Holden v. Clark

16 Kan. 346 | Kan. | 1876

The opinion of the court was delivered by

Valentine, J.:

The facts presented by the record are as follows: The petition is for the foreclosure of mortgage given by the defendants to one Dean S. Kelley to secure a promissory note for $600 payable five years after date, and also ten semi-annual interest-notes for $36 each. The notes and mortgage were executed July 14th 1873. The mortgage is in the ordinary form except that it contains a covenant as follows:

“And the said grantors hereby covenant and agree that they will pay all taxes and assessments of every nature that may be levied or assessed on said premises at'the time the same shall become due and payable by the laws of this state; that they will insure or cause to be insured the building on said premises in a responsible insurance company, to be named by the grantee, in the sum of three hundred dollars, and assign the policy or cause the same to be made payable in case of loss to the grantee, his heirs or assigns, as his interests may appear, and continue such insurance until said indebtedness shall be paid in full. But in case of the nonpayment of said sum of money, either principal or interest or any part thereof, at the time or times above limited for the payment thereof, or in case of the nonpayment of any taxes that may be levied or assessed upon said premises, at the time the same shall become due and payable as aforesaid, or in ease of the failure of the grantee to insure and keep said property insured and the policy assigned or made payable to the grantee in manner aforesaid, then, and at the time of such nonpayment, or failure, or either of them, the whole sum hereby secured shall, if the grantee so elect, become due and payable, anything in said note to the contrary notwithstanding, and this deed shall then be and at that time become absolute, and notice of such election may be given to the grantor at any time thereafter. * * * And it is further covenanted and agreed, that in case of fail*354ure of the grantor to pay taxes or cause said property to be insured as above provided, the grantee, his heirs or assigns, may, if he elect so to do, pay said taxes, or cause said property to be insured as aforesaid, and the amount of money so paid for taxes or insurance shall become an indebtedness against said grantor and draw interest at the rate of twelve per cent, per annum from the time of such payment.”

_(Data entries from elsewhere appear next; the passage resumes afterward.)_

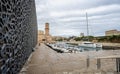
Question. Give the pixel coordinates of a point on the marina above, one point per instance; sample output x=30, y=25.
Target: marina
x=46, y=61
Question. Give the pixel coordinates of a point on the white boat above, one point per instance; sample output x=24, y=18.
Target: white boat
x=90, y=44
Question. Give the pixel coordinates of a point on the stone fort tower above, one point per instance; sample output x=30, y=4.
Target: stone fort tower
x=18, y=34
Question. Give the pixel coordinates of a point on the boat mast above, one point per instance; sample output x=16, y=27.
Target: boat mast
x=87, y=26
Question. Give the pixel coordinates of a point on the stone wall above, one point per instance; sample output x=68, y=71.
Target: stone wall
x=18, y=34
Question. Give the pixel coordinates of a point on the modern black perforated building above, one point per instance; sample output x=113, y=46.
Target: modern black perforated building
x=18, y=34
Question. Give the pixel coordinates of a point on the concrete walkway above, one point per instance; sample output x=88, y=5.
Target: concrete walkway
x=46, y=61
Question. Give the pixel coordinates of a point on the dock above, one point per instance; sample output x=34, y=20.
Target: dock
x=44, y=60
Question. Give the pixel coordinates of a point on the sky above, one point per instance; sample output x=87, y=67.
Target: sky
x=68, y=17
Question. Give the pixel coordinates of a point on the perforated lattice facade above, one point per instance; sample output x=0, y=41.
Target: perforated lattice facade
x=18, y=34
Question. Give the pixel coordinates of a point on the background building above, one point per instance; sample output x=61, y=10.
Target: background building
x=81, y=34
x=112, y=32
x=44, y=37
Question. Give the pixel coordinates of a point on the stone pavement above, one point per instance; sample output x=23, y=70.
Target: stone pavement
x=46, y=61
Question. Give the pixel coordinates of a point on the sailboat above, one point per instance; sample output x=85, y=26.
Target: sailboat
x=88, y=43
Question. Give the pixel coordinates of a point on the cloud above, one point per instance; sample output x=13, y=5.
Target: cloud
x=67, y=17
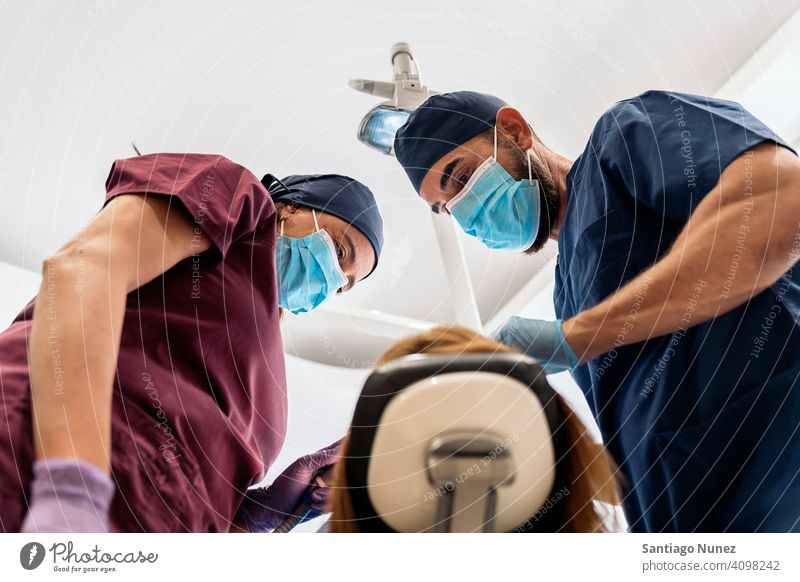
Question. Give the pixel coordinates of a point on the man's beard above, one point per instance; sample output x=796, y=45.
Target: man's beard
x=548, y=195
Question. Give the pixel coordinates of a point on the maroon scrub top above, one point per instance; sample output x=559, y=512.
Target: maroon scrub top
x=199, y=407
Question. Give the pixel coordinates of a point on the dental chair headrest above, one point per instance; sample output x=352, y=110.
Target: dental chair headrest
x=471, y=442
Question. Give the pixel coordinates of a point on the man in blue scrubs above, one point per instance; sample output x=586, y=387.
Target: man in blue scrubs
x=678, y=230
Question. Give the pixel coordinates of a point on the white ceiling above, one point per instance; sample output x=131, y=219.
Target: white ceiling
x=266, y=85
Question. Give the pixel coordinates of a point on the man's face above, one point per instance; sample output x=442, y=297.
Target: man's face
x=447, y=177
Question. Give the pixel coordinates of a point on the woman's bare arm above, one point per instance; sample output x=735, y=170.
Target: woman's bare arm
x=77, y=321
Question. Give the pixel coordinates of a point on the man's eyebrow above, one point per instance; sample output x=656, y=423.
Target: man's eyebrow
x=448, y=170
x=351, y=249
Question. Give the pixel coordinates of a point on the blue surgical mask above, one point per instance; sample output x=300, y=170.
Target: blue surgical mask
x=501, y=212
x=308, y=270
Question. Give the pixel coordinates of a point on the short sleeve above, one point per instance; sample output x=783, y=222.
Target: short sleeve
x=669, y=149
x=225, y=200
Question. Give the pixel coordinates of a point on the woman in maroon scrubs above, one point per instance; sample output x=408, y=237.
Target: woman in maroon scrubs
x=143, y=389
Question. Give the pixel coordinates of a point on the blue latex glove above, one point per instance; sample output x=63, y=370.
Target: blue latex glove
x=265, y=508
x=542, y=340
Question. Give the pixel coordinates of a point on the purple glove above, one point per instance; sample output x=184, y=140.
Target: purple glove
x=68, y=495
x=264, y=509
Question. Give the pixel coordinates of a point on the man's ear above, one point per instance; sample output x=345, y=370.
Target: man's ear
x=513, y=126
x=285, y=210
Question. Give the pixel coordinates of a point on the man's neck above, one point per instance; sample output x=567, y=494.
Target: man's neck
x=558, y=166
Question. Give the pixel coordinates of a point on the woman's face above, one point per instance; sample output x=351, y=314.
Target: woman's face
x=353, y=249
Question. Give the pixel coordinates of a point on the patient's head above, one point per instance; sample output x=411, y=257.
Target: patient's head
x=587, y=485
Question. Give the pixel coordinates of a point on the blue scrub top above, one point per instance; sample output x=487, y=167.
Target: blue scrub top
x=704, y=423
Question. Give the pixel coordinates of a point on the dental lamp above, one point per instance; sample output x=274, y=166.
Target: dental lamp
x=405, y=93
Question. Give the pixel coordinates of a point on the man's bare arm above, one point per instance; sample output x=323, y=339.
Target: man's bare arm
x=753, y=212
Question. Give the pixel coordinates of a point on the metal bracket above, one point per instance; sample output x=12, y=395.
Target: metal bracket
x=465, y=472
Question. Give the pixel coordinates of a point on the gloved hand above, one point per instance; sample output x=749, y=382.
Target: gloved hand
x=68, y=495
x=265, y=508
x=542, y=340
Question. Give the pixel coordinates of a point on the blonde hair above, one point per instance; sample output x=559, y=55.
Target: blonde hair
x=590, y=470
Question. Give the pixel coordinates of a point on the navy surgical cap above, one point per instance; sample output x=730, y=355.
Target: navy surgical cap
x=333, y=194
x=439, y=125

Kelley transferred said notes and mortgage to one H. M. Holden August 8th 1873, and said Holden transferred the same to the plaintiff afterward and before maturity of said notes or either of them. Defendants did not pay the first interest-note which fell due on January 14th 1874; did not pay taxes for 1873, due November 1st 1873; did not insure property; and did not pay certain back taxes which were due on a portion of said property at the time the mortgage was given; and by reason thereof, and after the maturity of the first interest-note, viz., on February 13th 1874, plaintiff elected to have the whole debt become due, and on that day gave notice thereof to defendants. The answer admits these facts, and sets up that Kelley acted as the agent of H. M. Holden and the plaintiff in making the loan to defendants, and claims a failure of consideration. The testimony shows (and there is no dispute on the point,) that Kelley paid a judgment of foreclosure against Clark upon the premises herein, amounting to $314.36; also, taxes on same land, $114.17; also, for abstract, $5, and for patent, etc., $2.50 — making a total of $436.03, which is alTthe consideration Clark ever received for the notes; that $150 commission was reserved by Kelley, and that he still has about $14 in his hands belonging to Clark. Defendant admits in open court that there is no evidence that Kelley acted as agent for plaintiff, or H. M. Holden, and hence the only question for this court is, whether the plaintiff obtained the notes and mortgage before or after maturity, and consequently, whether the notes are subject to or freed from equities between Clark and Kelley.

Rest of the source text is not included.